Image by Parrot of Doom on Wikipedia

The Baby or Manchester Baby was a Small-Scale Experimental Machine (SSEM), well small by the standards of the day, not by modern standards. It was created by Frederic C. Williams, Tom Kilburn and Geoff Tootill at the University of Manchester as a primitive testing tool to work alongside the Williams tube (the first form of computer memory in existence built by Williams and Kilburn in 1946), little did they know that the Baby working in conjunction with the Williams tube would demonstrate all the elements essential for electronic digital computers. The team then set to work on a more usable device and within months they had produced the Manchester Mark 1, however though the three men were able to design, develop, build and tweak the device it was fairly inoperable, it required the first of its type of operator to make it do amazing things, a programmer.


Image by United States Navy on Wikipedia

One of the first and the most recognised of these programmers was United States Navy rear admiral, Grace Hopper (née Murray) who pioneered the creation of a computer system program that takes one or multiple data sources and combines them into a single file, library, or other “object” executable files, Grace had essentially developed a program that translates computer code written in one programming language into another language. 🤯

Inevitably after this pinnacle moment the momentum in computer development ensued, however as these computers became more powerful they became bigger to the point you required entire buildings to house not even the most powerful of them, and not quite but almost an entire national grid was needed to power one. Come to think of it, that’s not actually all that different from today with vast data rooms with thousands of servers… But it was the number of large power hungry vacuum tubes that were the main issue, though they were the main source of converting energy to processing memory they took up too much space, therefore limiting what vacuum based computers could be applied to do, the computer needed an input/output amplify or switch just like the vacuum tube on a much smaller scale. 
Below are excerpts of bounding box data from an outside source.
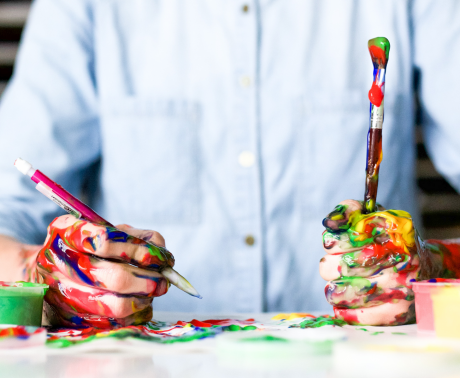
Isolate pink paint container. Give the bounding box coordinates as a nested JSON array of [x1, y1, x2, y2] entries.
[[412, 278, 460, 336]]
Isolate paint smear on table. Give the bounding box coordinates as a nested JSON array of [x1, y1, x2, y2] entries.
[[41, 313, 346, 348]]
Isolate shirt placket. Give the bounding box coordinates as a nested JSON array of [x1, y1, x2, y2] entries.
[[233, 1, 263, 312]]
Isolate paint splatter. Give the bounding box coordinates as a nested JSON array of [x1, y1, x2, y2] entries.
[[291, 315, 347, 328]]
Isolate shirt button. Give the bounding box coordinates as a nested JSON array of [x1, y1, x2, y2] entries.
[[244, 235, 256, 247], [240, 76, 251, 88], [238, 151, 256, 168]]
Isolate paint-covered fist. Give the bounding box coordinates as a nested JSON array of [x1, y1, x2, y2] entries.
[[37, 215, 174, 328], [319, 200, 420, 325]]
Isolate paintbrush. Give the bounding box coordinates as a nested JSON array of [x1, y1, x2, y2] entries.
[[363, 37, 390, 214]]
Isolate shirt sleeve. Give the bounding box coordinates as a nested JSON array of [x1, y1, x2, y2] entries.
[[0, 0, 100, 243], [412, 0, 460, 191]]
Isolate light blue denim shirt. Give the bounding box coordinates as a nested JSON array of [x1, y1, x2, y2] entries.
[[0, 0, 460, 313]]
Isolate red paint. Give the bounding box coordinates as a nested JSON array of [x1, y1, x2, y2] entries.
[[369, 46, 387, 67], [369, 82, 384, 107], [334, 307, 360, 325], [205, 318, 255, 326]]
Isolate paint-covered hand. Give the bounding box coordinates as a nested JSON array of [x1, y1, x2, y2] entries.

In 1926 Austro-Hungarian physicist Julius Edgar Lilienfeld had theorised a field effect transistor concept, how it would operate, how it should be designed… but as there was nothing at the time to test his concept on, the idea was shelved. By 1947 American physicists John Bardeen and Walter Brattain worked on an almost identical concept to Julius’s they called the point-contact transistor, the transistor which was exactly the same as those we use today, completely revolutionised not only computers but the entire field of electronics, there pretty much isn’t a modern electrical device in existence that doesn’t use one, they are the foundations of all semiconductors. 
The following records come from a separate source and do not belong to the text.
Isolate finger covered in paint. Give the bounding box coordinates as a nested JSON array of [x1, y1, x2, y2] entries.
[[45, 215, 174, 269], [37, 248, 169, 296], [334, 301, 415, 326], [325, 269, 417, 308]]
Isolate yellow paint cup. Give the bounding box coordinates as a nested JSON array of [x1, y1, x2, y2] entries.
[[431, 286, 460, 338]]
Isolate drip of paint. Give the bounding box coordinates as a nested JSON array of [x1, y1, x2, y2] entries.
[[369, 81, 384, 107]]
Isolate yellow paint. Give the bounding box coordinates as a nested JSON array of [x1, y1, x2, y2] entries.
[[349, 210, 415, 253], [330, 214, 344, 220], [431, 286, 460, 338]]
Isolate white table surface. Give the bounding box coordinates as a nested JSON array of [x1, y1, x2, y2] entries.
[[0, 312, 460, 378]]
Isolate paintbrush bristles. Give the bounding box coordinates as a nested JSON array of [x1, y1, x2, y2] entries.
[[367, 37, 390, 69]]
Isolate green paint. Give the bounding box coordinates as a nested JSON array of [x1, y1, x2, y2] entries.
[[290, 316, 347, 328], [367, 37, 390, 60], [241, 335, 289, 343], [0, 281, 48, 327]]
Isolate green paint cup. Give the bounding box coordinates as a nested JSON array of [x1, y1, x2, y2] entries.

The first transistor based computer was in operation by 1953 and it wasn’t all that long after its launch that things went from strength to strength for computers. Computers not only helped people with their jobs, making calculations, communications… a whole lot quicker and with ease of use, they created jobs too, TLP Technology and the plethora of digital based companies like yours wouldn’t exist if it wasn’t for these incredible individuals and their magnificent creative minds.